According to the 2021 American Heart Association/American Stroke Association (AHA/ASA) guidelines for patients with stroke and transient ischemic attack, atorvastatin 80 mg daily is recommended for individuals with ischemic stroke who have no known coronary heart disease, no major cardiac sources of embolism, and low-density lipoprotein cholesterol (LDL-C) greater than 100 mg/dL. High-intensity statins are defined as therapies capable of reducing LDL-C by 50% or more, whereas moderate-intensity statins reduce LDL-C by approximately 30% to 49%. However, the guidelines do not specify a lipid threshold for selecting statin intensity in all stroke populations, and recommendations for high-intensity statin therapy are generally extrapolated from broader lipid management guidelines for atherosclerotic cardiovascular disease, which prioritize achieving at least a 50% reduction in LDL-C rather than targeting a specific LDL value. Additionally, current clinical practice guidelines do not clearly address the role of statins in patients with stroke without another indication for statin therapy or the potential benefit in patients with baseline LDL-C levels below 70 mg/dL. [1], [2], [3], [4]
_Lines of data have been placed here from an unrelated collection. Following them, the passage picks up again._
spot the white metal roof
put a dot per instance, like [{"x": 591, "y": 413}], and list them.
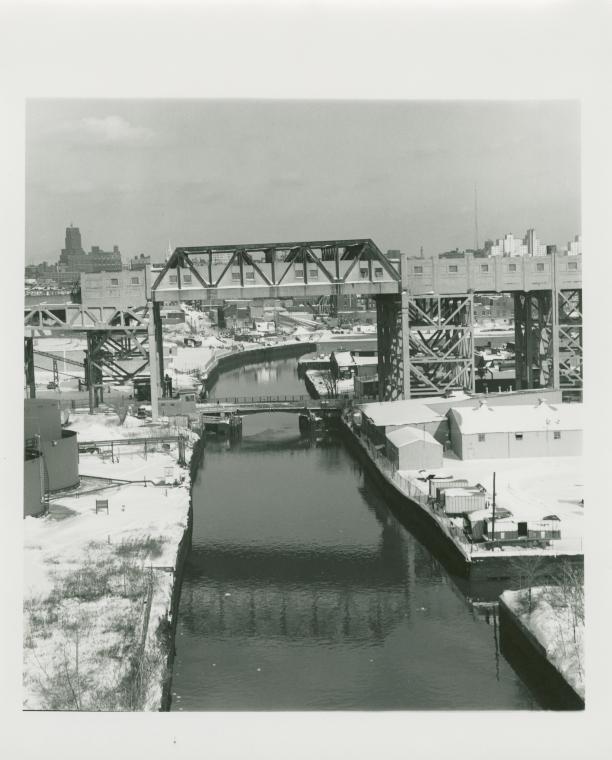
[
  {"x": 518, "y": 419},
  {"x": 407, "y": 435},
  {"x": 408, "y": 412}
]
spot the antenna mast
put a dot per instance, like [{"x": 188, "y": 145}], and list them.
[{"x": 476, "y": 216}]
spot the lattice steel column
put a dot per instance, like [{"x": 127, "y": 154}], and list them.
[
  {"x": 30, "y": 379},
  {"x": 570, "y": 338},
  {"x": 390, "y": 348},
  {"x": 533, "y": 336},
  {"x": 440, "y": 351}
]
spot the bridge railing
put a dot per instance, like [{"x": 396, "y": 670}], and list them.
[{"x": 279, "y": 399}]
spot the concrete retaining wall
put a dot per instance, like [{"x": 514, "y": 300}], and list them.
[
  {"x": 33, "y": 487},
  {"x": 528, "y": 658}
]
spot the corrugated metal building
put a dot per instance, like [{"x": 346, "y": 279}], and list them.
[
  {"x": 413, "y": 449},
  {"x": 382, "y": 418}
]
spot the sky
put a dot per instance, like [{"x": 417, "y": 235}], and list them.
[{"x": 143, "y": 174}]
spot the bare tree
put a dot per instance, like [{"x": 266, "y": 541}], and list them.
[
  {"x": 330, "y": 381},
  {"x": 528, "y": 569}
]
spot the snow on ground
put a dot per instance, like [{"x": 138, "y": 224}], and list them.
[
  {"x": 531, "y": 489},
  {"x": 554, "y": 625},
  {"x": 88, "y": 577}
]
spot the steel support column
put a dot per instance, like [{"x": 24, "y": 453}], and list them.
[
  {"x": 534, "y": 320},
  {"x": 154, "y": 366},
  {"x": 390, "y": 349},
  {"x": 159, "y": 341},
  {"x": 30, "y": 379},
  {"x": 570, "y": 338},
  {"x": 425, "y": 345}
]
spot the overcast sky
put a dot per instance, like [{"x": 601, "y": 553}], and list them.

The AHA/ASA guideline highlights two randomized controlled trials, Stroke Prevention by Aggressive Reduction in Cholesterol Levels (SPARCL) and Treat Stroke to Target (TST), that evaluated lipid-lowering therapy after ischemic stroke. In SPARCL, atorvastatin 80 mg daily reduced recurrent ischemic stroke in patients without another established indication for statin therapy; however, post hoc analyses suggested differing effects by stroke subtype, with a reduced risk of ischemic stroke (hazard ratio [HR] 0.78, 95% CI 0.66–0.94) but an increased risk of hemorrhagic stroke (HR 1.66, 95% confidence interval [CI] 1.08–2.55) compared with placebo. The TST trial further demonstrated that targeting an LDL-C <70 mg/dL was superior to a target of 90–110 mg/dL for preventing major cardiovascular events after stroke. The panel notes that these trials did not include patients with cardioembolic stroke in the absence of atherosclerotic disease. Evidence from these stroke-specific trials is further supported by randomized trials in patients with atherosclerotic cardiovascular disease showing benefit from intensive lipid lowering, supporting high-intensity statin therapy in high-risk patients and consideration of additional agents such as ezetimibe or PCSK-9 inhibitors if LDL-C remains ≥70 mg/dL despite maximally tolerated statin therapy. [1,5,6]
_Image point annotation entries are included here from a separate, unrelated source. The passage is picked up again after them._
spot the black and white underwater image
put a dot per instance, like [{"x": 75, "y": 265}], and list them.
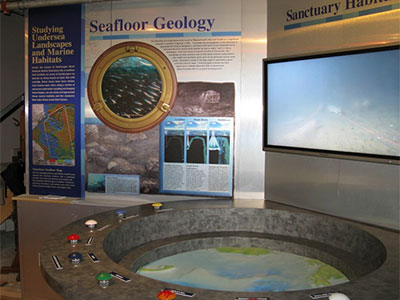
[
  {"x": 112, "y": 152},
  {"x": 346, "y": 103},
  {"x": 131, "y": 87}
]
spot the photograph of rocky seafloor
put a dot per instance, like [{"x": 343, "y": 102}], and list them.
[{"x": 112, "y": 152}]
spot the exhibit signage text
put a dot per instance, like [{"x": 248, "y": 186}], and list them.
[
  {"x": 159, "y": 23},
  {"x": 49, "y": 44},
  {"x": 331, "y": 9}
]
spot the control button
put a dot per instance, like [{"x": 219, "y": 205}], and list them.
[
  {"x": 91, "y": 224},
  {"x": 120, "y": 214},
  {"x": 157, "y": 206},
  {"x": 104, "y": 279},
  {"x": 166, "y": 295},
  {"x": 75, "y": 258},
  {"x": 73, "y": 239}
]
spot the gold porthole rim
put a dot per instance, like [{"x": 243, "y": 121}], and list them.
[{"x": 164, "y": 104}]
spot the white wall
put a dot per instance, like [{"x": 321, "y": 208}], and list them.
[
  {"x": 11, "y": 79},
  {"x": 366, "y": 192}
]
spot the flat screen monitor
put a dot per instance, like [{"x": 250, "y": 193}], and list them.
[{"x": 340, "y": 105}]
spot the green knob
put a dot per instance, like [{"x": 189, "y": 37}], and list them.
[{"x": 103, "y": 276}]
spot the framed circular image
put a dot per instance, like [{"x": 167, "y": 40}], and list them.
[{"x": 132, "y": 87}]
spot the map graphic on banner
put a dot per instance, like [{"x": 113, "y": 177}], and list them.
[
  {"x": 55, "y": 63},
  {"x": 54, "y": 133}
]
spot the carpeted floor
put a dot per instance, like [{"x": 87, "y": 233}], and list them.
[{"x": 10, "y": 284}]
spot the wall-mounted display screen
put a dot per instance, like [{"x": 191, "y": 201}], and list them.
[{"x": 343, "y": 104}]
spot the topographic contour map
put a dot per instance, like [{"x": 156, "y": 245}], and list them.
[{"x": 53, "y": 132}]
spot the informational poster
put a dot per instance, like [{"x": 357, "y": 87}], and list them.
[
  {"x": 126, "y": 45},
  {"x": 196, "y": 156},
  {"x": 55, "y": 101}
]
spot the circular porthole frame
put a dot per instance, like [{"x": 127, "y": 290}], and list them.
[{"x": 164, "y": 104}]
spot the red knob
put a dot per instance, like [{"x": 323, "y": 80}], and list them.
[{"x": 73, "y": 237}]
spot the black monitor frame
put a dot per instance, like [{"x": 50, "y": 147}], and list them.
[{"x": 375, "y": 158}]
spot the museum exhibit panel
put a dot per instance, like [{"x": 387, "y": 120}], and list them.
[{"x": 210, "y": 149}]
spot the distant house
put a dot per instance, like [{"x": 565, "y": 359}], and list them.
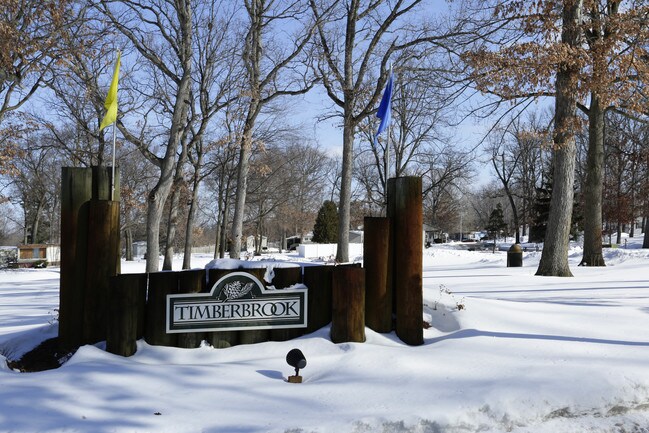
[
  {"x": 139, "y": 249},
  {"x": 356, "y": 236},
  {"x": 8, "y": 255},
  {"x": 34, "y": 255},
  {"x": 251, "y": 243}
]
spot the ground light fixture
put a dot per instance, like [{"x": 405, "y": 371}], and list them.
[{"x": 295, "y": 358}]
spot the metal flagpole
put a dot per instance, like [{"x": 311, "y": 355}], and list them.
[{"x": 112, "y": 174}]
The guideline panel also references the 2018 blood cholesterol management guideline, which provides broader recommendations for statin therapy but is not specific to stroke populations. In that guideline, high-intensity statins are recommended for patients with severe primary hypercholesterolemia (LDL-C ≥190 mg/dL), while moderate-intensity statins are recommended for adults aged 40–75 years with diabetes and LDL-C ≥70 mg/dL, or for those without diabetes but with LDL-C ≥70 mg/dL and an elevated 10-year ASCVD risk when treatment is favored after risk discussion. Higher-risk patients may reasonably be started on high-intensity statin therapy to achieve ≥50% LDL-C reduction. These recommendations emphasize that statin intensity decisions are typically based on an overall cardiovascular risk assessment rather than lipid levels alone, although they are not specific to patients with stroke. [7]
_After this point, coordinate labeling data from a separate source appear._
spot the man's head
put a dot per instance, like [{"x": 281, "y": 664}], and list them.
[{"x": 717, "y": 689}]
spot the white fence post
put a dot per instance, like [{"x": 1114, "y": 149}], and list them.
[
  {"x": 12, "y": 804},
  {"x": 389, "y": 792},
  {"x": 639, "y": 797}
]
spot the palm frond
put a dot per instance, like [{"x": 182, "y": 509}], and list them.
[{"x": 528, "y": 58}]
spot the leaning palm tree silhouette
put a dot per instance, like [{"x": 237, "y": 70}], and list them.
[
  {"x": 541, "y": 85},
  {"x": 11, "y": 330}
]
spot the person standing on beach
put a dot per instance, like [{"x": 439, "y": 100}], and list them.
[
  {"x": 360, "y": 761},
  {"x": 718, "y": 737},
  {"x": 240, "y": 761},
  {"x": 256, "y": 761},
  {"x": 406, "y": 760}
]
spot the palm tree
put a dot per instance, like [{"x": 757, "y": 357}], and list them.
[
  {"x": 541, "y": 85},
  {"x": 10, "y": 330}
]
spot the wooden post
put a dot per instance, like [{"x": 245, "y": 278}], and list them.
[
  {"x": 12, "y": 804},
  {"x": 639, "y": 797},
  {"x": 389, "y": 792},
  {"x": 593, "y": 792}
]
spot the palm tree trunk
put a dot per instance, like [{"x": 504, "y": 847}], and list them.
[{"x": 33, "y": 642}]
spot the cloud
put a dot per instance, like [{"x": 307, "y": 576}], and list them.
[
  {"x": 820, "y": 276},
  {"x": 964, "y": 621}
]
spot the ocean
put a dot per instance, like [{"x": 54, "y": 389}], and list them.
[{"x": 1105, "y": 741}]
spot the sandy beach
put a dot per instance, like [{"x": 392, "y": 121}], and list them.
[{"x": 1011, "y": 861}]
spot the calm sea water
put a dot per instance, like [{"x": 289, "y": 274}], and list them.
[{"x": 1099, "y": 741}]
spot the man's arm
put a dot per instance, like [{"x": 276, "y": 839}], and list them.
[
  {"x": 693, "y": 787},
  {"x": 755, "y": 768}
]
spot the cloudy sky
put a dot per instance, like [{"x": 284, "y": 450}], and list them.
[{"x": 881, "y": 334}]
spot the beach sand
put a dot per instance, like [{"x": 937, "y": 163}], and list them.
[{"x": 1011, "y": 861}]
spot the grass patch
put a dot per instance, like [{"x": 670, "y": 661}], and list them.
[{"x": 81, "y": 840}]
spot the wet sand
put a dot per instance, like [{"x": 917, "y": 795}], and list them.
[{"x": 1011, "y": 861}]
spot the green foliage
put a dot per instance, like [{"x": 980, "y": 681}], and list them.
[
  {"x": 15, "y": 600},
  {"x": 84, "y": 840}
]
Across multiple meta-analyses intensive statin therapy has been associated with improved secondary prevention after acute ischemic stroke (AIS) but demonstrates a nuanced risk–benefit profile. A 2022 meta-analysis of 11 randomized trials involving 20,163 patients found that more intensive LDL-C lowering with statins reduced the risk of recurrent stroke by 12% (RR 0.88, 95% CI 0.80–0.96) and major cardiovascular events by 17%, but increased the risk of hemorrhagic stroke by 46% (RR 1.46, 95% CI 1.11–1.91), with benefits primarily observed in patients with evidence of atherosclerosis. A 2025 systematic review including 53,118 patients similarly reported that intensive statin therapy improved functional outcomes at three months (modified Rankin Scale 0–2 and 0–3), though intracerebral hemorrhage (ICH) risk was elevated, while stroke recurrence, acute coronary syndrome, and all-cause mortality were not significantly affected. Observational studies provide further context for real-world populations. In a northern China cohort of 62,252 AIS patients, high-intensity statin therapy was associated with increased ICH risk (HR 2.12, 95% CI 1.72–2.62), whereas low- to moderate-intensity therapy reduced ICH risk, and rosuvastatin showed the lowest hemorrhage risk among statins. Analyses of AIS patients undergoing intravenous thrombolysis found no significant association between prior statin use or high-intensity therapy and symptomatic ICH or poor outcomes, though unadjusted analyses suggested a trend toward improved functional outcomes with high-intensity statins. Finally, a 2017 nationwide South Korean cohort study of 8,001 patients demonstrated that good adherence to statins after AIS significantly reduced composite adverse outcomes (recurrent stroke, MI, or all-cause mortality), and high-intensity therapy provided additional risk reduction (HR 0.48 versus low-intensity) without increasing hemorrhagic stroke risk. These data suggest that intensive statin therapy after ischemic stroke can improve functional and cardiovascular outcomes, particularly in patients with atherosclerotic risk, but careful attention to hemorrhagic risk and patient selection is warranted. [8], [9], [10], [11], [12]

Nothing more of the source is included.